“You give whores more money than you give me," a U.S. Navy criminal investigator complained in April 2012 to a contractor who was paying him for inside information on government contracts.

John Bertrand Beliveau Jr., a Naval Criminal Investigative Service special agent, pleaded guilty Dec. 17 to accepting bribes in exchange for prostitutes, luxury travel and cash as part of a major corruption case that involves hundreds of millions of dollars in Navy contracts, according to the Department of Justice.

Beliveau regularly searched the NCIS databases for confidential information that helped the contractor misdirect and avoid NCIS investigations into an over-billing scheme, according to his plea agreement.

The agent was stationed in Singapore when he began accepting bribes from Leonard Glenn Francis, chief executive of Singapore-based Glenn Defense Marine Asia. He continued after returning to the U.S., where he was stationed in Quantico, Va.

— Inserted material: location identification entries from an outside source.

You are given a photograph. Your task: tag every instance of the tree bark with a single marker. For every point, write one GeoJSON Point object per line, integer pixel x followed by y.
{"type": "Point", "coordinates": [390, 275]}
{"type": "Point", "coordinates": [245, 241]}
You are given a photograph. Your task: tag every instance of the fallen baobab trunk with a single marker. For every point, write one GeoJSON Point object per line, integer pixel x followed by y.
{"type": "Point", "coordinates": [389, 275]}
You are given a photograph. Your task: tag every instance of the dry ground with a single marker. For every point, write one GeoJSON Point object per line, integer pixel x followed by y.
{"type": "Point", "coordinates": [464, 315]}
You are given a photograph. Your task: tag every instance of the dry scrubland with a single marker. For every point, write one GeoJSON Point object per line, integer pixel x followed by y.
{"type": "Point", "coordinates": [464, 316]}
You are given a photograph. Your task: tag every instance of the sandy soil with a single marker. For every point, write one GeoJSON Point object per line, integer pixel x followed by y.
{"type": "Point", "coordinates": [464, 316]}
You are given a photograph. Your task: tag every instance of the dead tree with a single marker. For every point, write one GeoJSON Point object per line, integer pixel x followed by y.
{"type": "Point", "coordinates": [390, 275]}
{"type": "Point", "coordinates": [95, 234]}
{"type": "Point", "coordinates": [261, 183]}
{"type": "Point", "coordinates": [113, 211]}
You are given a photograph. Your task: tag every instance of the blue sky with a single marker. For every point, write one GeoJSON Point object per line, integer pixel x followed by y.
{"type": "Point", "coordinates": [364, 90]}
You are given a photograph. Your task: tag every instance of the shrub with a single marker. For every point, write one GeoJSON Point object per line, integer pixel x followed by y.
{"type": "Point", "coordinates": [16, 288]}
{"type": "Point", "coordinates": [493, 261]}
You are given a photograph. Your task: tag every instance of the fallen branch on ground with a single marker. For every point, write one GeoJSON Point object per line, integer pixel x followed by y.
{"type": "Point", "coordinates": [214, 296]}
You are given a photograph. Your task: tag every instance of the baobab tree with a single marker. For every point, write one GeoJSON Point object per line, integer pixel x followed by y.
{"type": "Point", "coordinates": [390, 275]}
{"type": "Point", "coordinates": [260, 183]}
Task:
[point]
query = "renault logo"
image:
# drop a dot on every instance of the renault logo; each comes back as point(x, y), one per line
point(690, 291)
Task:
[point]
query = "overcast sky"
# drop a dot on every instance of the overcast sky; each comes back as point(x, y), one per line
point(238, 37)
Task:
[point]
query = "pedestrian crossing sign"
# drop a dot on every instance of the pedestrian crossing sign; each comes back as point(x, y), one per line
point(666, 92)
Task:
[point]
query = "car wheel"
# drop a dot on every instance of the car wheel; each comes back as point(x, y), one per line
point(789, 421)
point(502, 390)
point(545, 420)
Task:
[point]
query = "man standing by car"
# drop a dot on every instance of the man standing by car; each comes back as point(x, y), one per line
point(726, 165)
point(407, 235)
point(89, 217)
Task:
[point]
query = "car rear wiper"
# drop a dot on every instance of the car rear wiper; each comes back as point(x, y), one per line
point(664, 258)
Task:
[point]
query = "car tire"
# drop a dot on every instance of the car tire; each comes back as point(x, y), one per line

In return, Francis gave Beliveau envelopes of cash; paid for luxury travel to various locations in Asia; and gave him lavish outings to nightclubs that involved expensive dinners and alcohol, prostitutes and entertainment, according to the government.

But apparently the bribes weren't always enough. After complaining about Francis paying prostitutes more than him, Beliveau added, "I can be your best friend or worst enemy."

The leaked information cost the Navy at least $7 million in overpayments for supplies and services for ships, according to the plea agreement.

Beliveau and Francis used techniques the agent learned as part of his NCIS training to cover up their arrangement, including creating covert email accounts, using Skype for calls and avoiding normal banking channels to transfer money, according to court records.

Suspicious investigators became aware of the scheme and began tracking Beliveau's movements. When Francis made a visit from Singapore to San Diego to see Navy brass, he was arrested. Beliveau was arrested the same day in Virginia.

Beliveau is one of five charged so far in the expanding bribery case. He is scheduled for sentencing on March 9. The others, three Navy commanders and a GDMA executive, have not entered pleas.